Since the databricks SQL API returns an exception if the table does not exist we look out for the relevant exception. :param table: Table that may or may not exist :return: True if the table exists, false if it does not
- Parameters
table (astro.table.BaseTable) –
- Return type
bool
- create_table_using_columns(table)
Create a SQL table using the table columns provided by the user.
- Parameters
table (astro.table.BaseTable) – The table to be created.
- Return type
None
- append_table(source_table, target_table, source_to_target_columns_map)
Append the source table rows into a destination table.
- Parameters
source_table (astro.table.BaseTable) – Contains the rows to be appended to the target_table
target_table (astro.table.BaseTable) – Contains the destination table in which the rows will be appended
source_to_target_columns_map (dict[str, str]) – Dict of source_table columns names to target_table columns names
- Return type
None
- export_table_to_pandas_dataframe(source_table, select_kwargs=None)
Converts a delta table into a pandas dataframe that can be processed locally.
Please note that this is a local pandas dataframe and not a spark dataframe. Be careful of the size of dataframe you return. :param source_table: Delta table to convert to dataframe :param select_kwargs: Unused in this function :return:
- Parameters
source_table (astro.table.BaseTable) –
select_kwargs (dict | None) –
- Return type
pandas.DataFrame
- load_pandas_dataframe_to_table(source_dataframe, target_table, if_exists='replace', chunk_size=DEFAULT_CHUNK_SIZE)

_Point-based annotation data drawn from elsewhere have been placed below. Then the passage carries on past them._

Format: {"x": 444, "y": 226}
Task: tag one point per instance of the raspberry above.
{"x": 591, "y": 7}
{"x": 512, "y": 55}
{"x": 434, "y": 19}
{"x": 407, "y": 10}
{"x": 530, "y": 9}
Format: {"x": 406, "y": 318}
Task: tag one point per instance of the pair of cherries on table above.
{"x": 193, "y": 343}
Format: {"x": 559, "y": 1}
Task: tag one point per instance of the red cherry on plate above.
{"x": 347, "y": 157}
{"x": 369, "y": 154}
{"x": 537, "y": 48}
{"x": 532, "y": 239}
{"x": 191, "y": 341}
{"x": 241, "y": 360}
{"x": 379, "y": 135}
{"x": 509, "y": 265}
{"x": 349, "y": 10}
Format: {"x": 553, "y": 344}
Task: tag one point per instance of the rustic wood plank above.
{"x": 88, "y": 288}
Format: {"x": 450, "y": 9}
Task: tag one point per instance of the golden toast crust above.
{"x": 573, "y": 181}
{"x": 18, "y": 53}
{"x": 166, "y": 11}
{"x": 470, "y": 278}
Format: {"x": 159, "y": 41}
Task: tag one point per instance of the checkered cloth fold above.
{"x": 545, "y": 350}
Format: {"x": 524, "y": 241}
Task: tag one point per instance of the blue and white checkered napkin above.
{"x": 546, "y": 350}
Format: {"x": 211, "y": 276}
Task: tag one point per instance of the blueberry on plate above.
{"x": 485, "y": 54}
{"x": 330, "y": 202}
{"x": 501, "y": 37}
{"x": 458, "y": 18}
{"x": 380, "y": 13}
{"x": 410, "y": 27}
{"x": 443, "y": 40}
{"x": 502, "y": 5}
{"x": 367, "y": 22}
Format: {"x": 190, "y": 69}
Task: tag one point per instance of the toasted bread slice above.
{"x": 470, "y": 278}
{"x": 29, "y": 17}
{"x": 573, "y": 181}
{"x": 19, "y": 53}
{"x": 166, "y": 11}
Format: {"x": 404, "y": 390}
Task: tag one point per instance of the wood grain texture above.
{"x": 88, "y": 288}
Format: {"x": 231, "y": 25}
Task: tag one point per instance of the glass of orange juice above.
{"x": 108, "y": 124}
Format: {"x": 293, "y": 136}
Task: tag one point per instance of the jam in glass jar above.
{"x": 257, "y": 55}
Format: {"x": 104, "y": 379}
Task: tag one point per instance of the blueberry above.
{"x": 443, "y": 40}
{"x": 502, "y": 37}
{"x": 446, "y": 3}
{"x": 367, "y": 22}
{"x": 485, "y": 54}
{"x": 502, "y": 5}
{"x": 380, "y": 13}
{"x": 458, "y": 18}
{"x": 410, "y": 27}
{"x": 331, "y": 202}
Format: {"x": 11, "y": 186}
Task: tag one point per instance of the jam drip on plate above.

Create a table with the dataframe’s contents. If the table already exists, append or replace the content, depending on the value of if_exists.
- Parameters
source_dataframe (pandas.DataFrame) – Local or remote filepath
target_table (astro.table.BaseTable) – Table in which the file will be loaded
if_exists (astro.constants.LoadExistStrategy) – Strategy to be used in case the target table already exists.
chunk_size (int) – Specify the number of rows in each batch to be written at a time.
- Return type
None
- static get_merge_initialization_query(parameters)
Handles database-specific logic to handle constraints for Delta. setting constraints is not required for merging tables in Delta so we only return “1”
- Parameters
parameters (tuple) –
- Return type
str
- merge_table(source_table, target_table, source_to_target_columns_map, target_conflict_columns, if_conflicts='exception')
Merge the source table rows into a destination table. The argument if_conflicts allows the user to define how to handle conflicts.
- Parameters
source_table (astro.table.BaseTable) – Contains the rows to be merged to the target_table
target_table (astro.table.BaseTable) – Contains the destination table in which the rows will be merged
source_to_target_columns_map (dict[str, str]) – Dict of target_table columns names to source_table columns names
target_conflict_columns (list[str]) – List of cols where we expect to have a conflict while combining
if_conflicts (astro.constants.MergeConflictStrategy) – The strategy to be applied if there are conflicts.